By default, a workspace with a baseline run always displays summary metric deltas. To hide them for a workspace:
  1. In the workspace, click Settings.
  2. In the drawer that appears, click Runs.
  3. In the Baseline tab, toggle Show value deltas in the runs table.
  4. Close the workspace settings drawer.

Use cases

This section describes some scenarios where pinned and baseline runs can help guide your experiments.
  • Track production models: Ensure that new models meet your quality bar before deployment.
    1. Set your production model as the baseline.
    2. Compare all experiments against your deployed model to identify candidates that outperform production.
  • Compare hyperparameter experiments: Evaluate hyperparameter sweeps or manual experiments against your best-known configuration.
    1. Set your best known configuration as the baseline.
    2. Pin promising candidates as you discover them.
    3. Use the line plots to visually compare runs against the baseline.
    4. Continue to update the baseline as you find better configurations.

Example workflow

This section illustrates how pinned and baseline runs can help you to compare runs.
  1. Run this example code, which simulates a hyperparameter-tuning scenario with a series of runs. Replace placeholders surrounded with angle brackets (<>) with your own values.
    import wandb
    import random
    import math
    
    def train_model(learning_rate, batch_size, run_name, tags=None):
        """Simulate training a model with given hyperparameters."""
        config = {
            "learning_rate": learning_rate,
            "batch_size": batch_size,
            "optimizer": "adam",
            "architecture": "resnet50"
        }
        
        with wandb.init(
          # Replace with your team and project name
            project="hyperparameter-tuning",
            entity="<team>",
            name=run_name,
            config=config,
            tags=tags or []
        ) as run:
            # Simulate training loop
            for epoch in range(50):
                # Simulated metrics
                accuracy = 0.6 + 0.3 * (1 - math.exp(-learning_rate * epoch / 10))
                loss = 1.0 * math.exp(-learning_rate * epoch / 10)
                
                run.log({
                    "epoch": epoch,
                    "accuracy": accuracy,
                    "loss": loss
                })
    
    # Create baseline run with standard configuration
    train_model(
        learning_rate=0.001,
        batch_size=64,
        run_name="baseline-config",
        tags=["baseline", "production"]
    )
    
    # Experiment with different learning rates
    train_model(
        learning_rate=0.003,
        batch_size=64,
        run_name="lr-experiment-0.003",
        tags=["experiment"]
    )
    
    train_model(
        learning_rate=0.0001,
        batch_size=64,
        run_name="lr-experiment-0.0001",
        tags=["experiment"]
    )
    
    After running this code, your workspace has three runs.
  2. Set baseline-config as your baseline run.
  3. Pin baseline-config to keep it visible.
  4. Compare the experiment runs against the baseline.
  • In the runs table, review the summary metric deltas next to each run’s values to compare the run to the baseline.
  • In line plots, compare the performance of one or more runs to the baseline, which is always visible.
  1. Pin promising experiments for further investigation.

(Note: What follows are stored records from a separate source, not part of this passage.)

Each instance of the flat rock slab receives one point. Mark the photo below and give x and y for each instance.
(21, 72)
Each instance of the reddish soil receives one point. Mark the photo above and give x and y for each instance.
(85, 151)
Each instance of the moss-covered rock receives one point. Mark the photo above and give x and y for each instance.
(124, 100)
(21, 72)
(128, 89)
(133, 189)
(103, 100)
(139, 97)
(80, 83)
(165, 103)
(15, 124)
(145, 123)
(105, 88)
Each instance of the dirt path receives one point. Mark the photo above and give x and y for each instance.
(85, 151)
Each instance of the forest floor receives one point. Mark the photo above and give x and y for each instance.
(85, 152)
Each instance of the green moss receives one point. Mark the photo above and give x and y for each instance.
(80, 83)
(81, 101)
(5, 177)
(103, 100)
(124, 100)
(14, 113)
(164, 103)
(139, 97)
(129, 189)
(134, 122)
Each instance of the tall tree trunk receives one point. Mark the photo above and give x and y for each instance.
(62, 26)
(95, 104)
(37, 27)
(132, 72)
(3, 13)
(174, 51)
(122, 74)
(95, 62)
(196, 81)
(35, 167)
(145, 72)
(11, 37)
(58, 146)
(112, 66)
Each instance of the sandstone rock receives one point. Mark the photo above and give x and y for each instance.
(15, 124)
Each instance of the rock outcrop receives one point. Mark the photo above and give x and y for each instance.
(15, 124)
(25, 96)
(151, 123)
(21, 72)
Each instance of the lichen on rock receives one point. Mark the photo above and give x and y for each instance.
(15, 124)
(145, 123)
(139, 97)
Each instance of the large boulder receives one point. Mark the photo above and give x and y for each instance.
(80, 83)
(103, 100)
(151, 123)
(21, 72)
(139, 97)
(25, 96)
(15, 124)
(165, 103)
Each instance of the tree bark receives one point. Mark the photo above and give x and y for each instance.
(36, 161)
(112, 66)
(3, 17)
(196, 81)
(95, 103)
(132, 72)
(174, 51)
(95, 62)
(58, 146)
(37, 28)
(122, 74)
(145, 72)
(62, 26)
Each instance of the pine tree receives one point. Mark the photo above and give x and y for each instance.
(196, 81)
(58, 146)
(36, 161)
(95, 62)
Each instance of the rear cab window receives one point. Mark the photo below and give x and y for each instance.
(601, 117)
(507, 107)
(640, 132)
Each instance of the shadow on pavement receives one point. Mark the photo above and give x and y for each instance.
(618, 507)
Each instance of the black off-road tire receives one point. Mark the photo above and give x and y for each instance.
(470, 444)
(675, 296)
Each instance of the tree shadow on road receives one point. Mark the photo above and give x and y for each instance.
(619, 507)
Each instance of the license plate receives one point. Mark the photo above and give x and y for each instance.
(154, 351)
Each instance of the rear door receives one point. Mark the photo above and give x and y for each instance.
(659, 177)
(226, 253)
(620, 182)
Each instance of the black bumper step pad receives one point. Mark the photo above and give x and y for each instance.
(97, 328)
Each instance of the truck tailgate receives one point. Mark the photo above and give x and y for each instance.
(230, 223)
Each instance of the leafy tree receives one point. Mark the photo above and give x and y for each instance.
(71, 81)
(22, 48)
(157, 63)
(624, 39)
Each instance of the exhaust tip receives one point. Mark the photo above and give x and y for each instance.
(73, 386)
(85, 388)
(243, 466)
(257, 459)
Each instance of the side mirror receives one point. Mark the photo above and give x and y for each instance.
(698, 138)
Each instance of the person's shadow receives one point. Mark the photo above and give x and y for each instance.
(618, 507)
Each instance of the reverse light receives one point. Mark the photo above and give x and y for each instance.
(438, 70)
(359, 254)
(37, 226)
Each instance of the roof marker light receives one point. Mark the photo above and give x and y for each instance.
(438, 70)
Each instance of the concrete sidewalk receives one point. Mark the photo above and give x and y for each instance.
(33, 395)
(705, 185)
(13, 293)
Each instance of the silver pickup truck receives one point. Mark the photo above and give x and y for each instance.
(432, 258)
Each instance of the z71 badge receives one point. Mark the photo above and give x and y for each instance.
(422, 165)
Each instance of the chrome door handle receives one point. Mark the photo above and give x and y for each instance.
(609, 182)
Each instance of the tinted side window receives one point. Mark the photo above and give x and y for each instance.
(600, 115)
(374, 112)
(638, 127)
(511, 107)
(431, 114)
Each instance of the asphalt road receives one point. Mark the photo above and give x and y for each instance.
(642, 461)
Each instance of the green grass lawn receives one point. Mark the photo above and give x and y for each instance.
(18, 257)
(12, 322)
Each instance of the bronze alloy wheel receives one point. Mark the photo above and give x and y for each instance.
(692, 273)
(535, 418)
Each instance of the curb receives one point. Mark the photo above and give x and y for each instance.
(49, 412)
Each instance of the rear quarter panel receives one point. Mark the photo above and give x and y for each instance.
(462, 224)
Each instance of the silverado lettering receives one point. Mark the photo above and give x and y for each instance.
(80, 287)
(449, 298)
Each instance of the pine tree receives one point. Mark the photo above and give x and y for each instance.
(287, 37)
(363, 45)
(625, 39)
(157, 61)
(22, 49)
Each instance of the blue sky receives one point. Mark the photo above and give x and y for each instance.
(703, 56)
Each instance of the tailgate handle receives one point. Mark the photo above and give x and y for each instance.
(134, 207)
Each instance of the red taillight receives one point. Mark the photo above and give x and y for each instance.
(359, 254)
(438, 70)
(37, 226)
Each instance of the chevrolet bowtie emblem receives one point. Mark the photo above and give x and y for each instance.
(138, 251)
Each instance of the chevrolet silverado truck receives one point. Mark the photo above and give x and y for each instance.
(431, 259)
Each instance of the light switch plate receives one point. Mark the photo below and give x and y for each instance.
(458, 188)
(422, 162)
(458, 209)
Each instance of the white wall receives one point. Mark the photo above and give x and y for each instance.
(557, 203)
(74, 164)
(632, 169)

In this example, after 50 epochs, lr-experiment-0.003 has the highest accuracy (~0.64) and the lowest loss (~0.86).

Limitations

The following features are not yet supported for pinned and baseline runs:
  • Grouping: When viewing runs in the run selector or runs table, if runs are grouped by a column, pinned and baseline runs are not visually distinct from other runs.
  • Reports: In a run set in a W&B Report, pinned and baseline runs are not visually distinct from other runs.
  • Workspace view only: The baseline does not appear when viewing a single run’s workspace.
  • Line plots only: Baseline comparison is available only for line plots, and is not yet available for other panels such as bar plots or media panels.